Before I begin working on this new project, I'm trying to avoid any problems so a little help may be in order. The device I'm going to be communicating with is an rs232 based system but does not generate a negative voltage, but rather 0volts represents the logic high. If I use a max232 will 0v shop up as high for the arduino? As far as I know this would likely end up in the unknown zone and could be either 0 or 1. If this won't work then any ideas on how to go about reading this signal?

Any help would be appreciated. I don't have a lot of access to this particular device, so I'm trying to work out these issues before I get into it.

The official RS-232 uses -3 to -15 and +3 to +15, and the signal is actually inverted.

So you have indeed a problem with 0V.

Sometimes between microcontrollers, a 0V and 5V digital signal is used for serial communication. This is often called 'UART' serial communincation. Sometimes that signal is inverted and sometimes not.

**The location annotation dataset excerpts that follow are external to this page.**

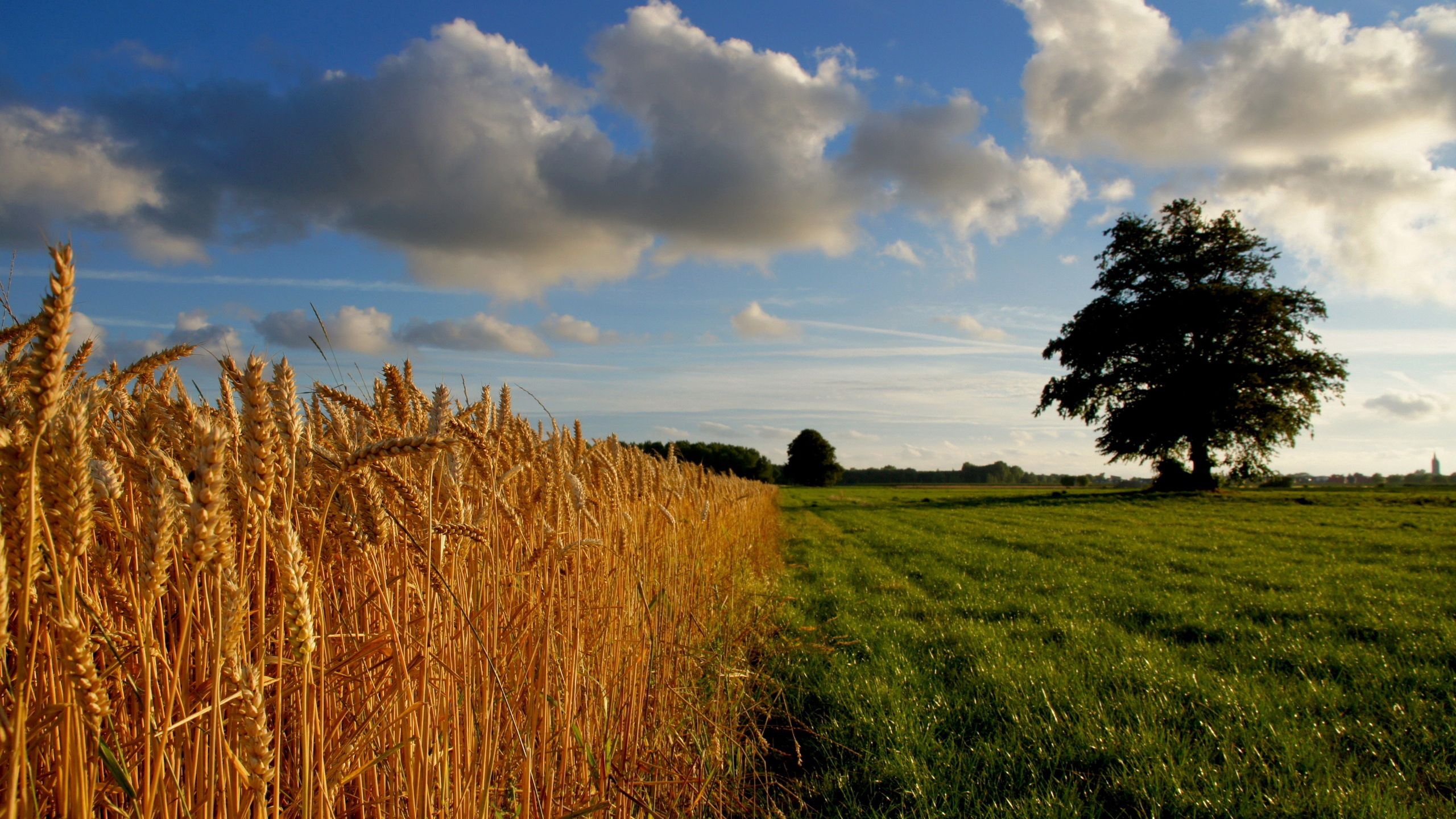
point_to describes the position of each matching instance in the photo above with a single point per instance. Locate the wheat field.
(308, 602)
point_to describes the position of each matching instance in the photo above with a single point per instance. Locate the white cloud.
(66, 167)
(926, 155)
(354, 330)
(771, 433)
(1117, 190)
(571, 328)
(755, 322)
(1325, 133)
(193, 327)
(488, 171)
(1438, 21)
(971, 328)
(84, 328)
(1407, 404)
(901, 251)
(478, 333)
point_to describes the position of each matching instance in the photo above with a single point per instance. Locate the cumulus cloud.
(1117, 190)
(478, 333)
(1407, 404)
(82, 330)
(571, 328)
(191, 327)
(771, 433)
(926, 154)
(1324, 133)
(901, 251)
(64, 165)
(971, 328)
(490, 171)
(737, 165)
(355, 330)
(755, 322)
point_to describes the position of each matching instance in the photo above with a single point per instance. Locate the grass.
(1097, 653)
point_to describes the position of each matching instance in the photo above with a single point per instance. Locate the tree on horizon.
(812, 461)
(1192, 353)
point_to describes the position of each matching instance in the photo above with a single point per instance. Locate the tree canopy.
(1192, 353)
(812, 461)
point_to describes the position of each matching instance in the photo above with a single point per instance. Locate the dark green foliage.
(1192, 351)
(999, 473)
(1018, 653)
(812, 461)
(719, 457)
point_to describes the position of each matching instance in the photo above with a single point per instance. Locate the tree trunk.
(1202, 465)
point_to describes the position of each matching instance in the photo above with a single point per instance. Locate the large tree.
(812, 461)
(1192, 353)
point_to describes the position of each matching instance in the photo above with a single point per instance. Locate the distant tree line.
(998, 473)
(724, 458)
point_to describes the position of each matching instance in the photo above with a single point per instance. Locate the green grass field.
(957, 652)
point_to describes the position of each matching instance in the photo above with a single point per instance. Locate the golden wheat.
(263, 608)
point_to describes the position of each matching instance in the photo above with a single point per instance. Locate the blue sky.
(731, 222)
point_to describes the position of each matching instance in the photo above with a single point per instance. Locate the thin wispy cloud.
(755, 322)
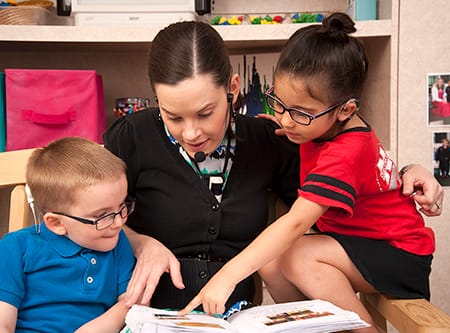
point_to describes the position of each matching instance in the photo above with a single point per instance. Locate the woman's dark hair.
(327, 52)
(184, 49)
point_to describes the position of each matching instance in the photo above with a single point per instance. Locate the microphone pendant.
(199, 156)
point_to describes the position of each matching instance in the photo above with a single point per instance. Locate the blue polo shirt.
(55, 284)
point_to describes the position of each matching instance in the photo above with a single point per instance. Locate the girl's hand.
(278, 131)
(213, 296)
(153, 259)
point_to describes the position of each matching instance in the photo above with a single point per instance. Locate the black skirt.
(390, 270)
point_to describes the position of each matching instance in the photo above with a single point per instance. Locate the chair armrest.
(407, 315)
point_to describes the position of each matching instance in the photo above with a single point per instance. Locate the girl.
(371, 238)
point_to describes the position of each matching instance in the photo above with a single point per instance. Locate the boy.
(64, 275)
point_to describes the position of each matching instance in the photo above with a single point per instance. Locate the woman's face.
(195, 112)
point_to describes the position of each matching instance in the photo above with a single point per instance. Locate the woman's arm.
(153, 259)
(425, 189)
(8, 318)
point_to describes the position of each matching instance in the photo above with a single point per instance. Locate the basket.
(22, 15)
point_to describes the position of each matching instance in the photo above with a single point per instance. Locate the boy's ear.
(348, 110)
(54, 224)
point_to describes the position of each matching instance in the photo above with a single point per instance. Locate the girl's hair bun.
(338, 25)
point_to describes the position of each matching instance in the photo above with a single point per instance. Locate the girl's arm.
(153, 259)
(425, 189)
(112, 320)
(8, 318)
(270, 244)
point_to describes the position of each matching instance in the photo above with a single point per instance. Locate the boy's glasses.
(107, 220)
(297, 115)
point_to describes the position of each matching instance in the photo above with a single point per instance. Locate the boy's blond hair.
(56, 172)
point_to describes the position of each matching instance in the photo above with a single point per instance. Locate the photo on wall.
(438, 85)
(441, 157)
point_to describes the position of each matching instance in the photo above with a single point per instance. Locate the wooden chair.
(12, 175)
(405, 315)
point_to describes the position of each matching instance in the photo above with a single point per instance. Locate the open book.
(303, 316)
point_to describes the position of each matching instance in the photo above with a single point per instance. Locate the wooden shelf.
(252, 38)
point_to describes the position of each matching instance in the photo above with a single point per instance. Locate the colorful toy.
(306, 18)
(266, 19)
(222, 20)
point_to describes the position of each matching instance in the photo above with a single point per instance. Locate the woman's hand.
(153, 259)
(212, 296)
(419, 183)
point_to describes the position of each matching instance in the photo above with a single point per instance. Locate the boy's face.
(98, 200)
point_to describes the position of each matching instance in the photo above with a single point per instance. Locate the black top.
(174, 206)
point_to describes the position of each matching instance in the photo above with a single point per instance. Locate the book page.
(142, 319)
(312, 316)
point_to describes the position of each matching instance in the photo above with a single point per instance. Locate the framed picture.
(438, 99)
(441, 157)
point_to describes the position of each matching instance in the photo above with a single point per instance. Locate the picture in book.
(307, 316)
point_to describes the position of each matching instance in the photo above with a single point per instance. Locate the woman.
(201, 173)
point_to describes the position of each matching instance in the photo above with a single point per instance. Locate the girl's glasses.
(297, 115)
(107, 220)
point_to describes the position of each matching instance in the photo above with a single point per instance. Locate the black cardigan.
(174, 206)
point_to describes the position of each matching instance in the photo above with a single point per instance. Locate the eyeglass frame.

You have a signal that can be 0V, but what is the other level ?
Do you want to read that signal, or do you also have to write something ?
What device is it ? you can copy an url into the text.
Do you know if that signal is inverted ?

I just did some testing with my max232 shield, and when I supply 5v it converts that to zero as expected, and then when 0volt is supplied it always maintains 5volt without fail. I guess I'll just do some heavy testing to make sure this will continue to work.

Did you read my post ?

If you have a signal that is 0V (logic high) and 5V (logic low), you don't have the voltage levels of a RS-232, but you have voltage levels of a serial UART microcontroller. To be more precise, you have an inverted signal.

You can use a gate or a transistor to invert it, or only a protection resistor to the Arduino. The SoftwareSerial library has an undocumented feature to handle an inverted signal.
I would prefer a transistor, since that also adds extra protection for the Arduino.